Being unmarried and loving his ease when he was in the city, Mackintavers maintained a suite at the Aztec House. He had entertained many men in that place, some to their eternal sorrow. Never had he entertained a more distinguished visitor, however, than the Smithsonian professor with whom he was speaking on this Sunday morning—a scientist known around the world, and a man of supreme authority in ethnologic circles.

“Now, professor,” said Mackintavers, bluntly, “I ain’t a college-educated man, but I’ve knocked around this country for thirty year, and I know a few things. When I die, I aim to be remembered as something more than a mining man, see?”

The other, in puzzled suspense, nodded tacit understanding.

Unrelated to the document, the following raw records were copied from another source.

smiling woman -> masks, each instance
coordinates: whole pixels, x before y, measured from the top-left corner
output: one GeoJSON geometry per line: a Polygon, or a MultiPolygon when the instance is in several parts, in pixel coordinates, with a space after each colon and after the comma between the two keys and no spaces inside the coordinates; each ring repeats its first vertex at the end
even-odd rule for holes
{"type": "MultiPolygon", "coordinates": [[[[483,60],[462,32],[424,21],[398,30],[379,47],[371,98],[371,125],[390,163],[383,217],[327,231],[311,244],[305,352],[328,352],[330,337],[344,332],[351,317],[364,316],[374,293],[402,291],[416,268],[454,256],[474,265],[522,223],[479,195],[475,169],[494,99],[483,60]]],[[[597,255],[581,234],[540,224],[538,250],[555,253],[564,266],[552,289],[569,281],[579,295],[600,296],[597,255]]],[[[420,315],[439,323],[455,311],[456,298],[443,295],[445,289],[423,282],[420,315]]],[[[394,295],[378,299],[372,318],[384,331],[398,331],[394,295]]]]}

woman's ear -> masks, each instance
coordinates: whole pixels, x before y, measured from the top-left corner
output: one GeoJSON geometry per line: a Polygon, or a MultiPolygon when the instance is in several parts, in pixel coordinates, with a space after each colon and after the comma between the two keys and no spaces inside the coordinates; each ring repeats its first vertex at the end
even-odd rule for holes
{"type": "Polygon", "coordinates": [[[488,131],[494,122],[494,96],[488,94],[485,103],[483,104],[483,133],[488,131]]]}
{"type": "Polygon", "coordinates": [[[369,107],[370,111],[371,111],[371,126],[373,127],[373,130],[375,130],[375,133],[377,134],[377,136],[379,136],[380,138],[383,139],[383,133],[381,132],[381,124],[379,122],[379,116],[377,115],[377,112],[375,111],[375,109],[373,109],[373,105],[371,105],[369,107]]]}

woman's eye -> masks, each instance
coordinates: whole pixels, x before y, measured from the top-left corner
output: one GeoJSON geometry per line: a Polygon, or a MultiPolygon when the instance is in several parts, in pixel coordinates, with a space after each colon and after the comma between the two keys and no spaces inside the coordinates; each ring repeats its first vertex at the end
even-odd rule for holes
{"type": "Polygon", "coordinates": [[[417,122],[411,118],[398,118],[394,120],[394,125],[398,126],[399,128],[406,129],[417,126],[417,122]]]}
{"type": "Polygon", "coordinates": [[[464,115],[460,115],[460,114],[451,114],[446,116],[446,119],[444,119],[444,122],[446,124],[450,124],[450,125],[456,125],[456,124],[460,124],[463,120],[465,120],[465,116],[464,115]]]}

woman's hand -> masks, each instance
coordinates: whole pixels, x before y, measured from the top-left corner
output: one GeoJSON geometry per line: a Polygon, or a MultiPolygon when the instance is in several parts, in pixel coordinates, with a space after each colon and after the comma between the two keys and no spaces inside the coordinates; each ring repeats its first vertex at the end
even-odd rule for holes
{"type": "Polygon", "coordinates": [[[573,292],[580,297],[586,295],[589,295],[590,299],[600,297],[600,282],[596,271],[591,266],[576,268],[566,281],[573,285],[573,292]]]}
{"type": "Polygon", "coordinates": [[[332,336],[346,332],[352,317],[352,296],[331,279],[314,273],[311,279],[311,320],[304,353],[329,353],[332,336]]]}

“Now,” pursued Sandy, chewing hard on a cigar, “if I had something to give the Smithsonian or some other museum, something that would be a tenstrike for science, something that ’ud make every scientific shark in the country water at the eyes for envy, what ’ud the Smithsonian do for me?”

The professor cleared his throat and registered hesitation.

“I—ah—I do not exactly apprehend your meaning, Mr. Mackintavers. You do not speak in a financial sense, I presume?”

“Of course not. I tell you, I want to be known as a scientist! Man, I’ve got the biggest thing up my sleeve that you ever struck! Can your museum, or any other, make me famous as a scientist? That is, if I turn over a regular tenstrike?”

“Ah—that is exceedingly difficult to answer. A scientific reputation, Mr. Mackintavers, is founded upon solid bases, upon research or discoveries. If your—ah—contribution were a thing of such merit as you say, it would undoubtedly be published far and wide. Your name, naturally, would be attached to it, according as your work justified.”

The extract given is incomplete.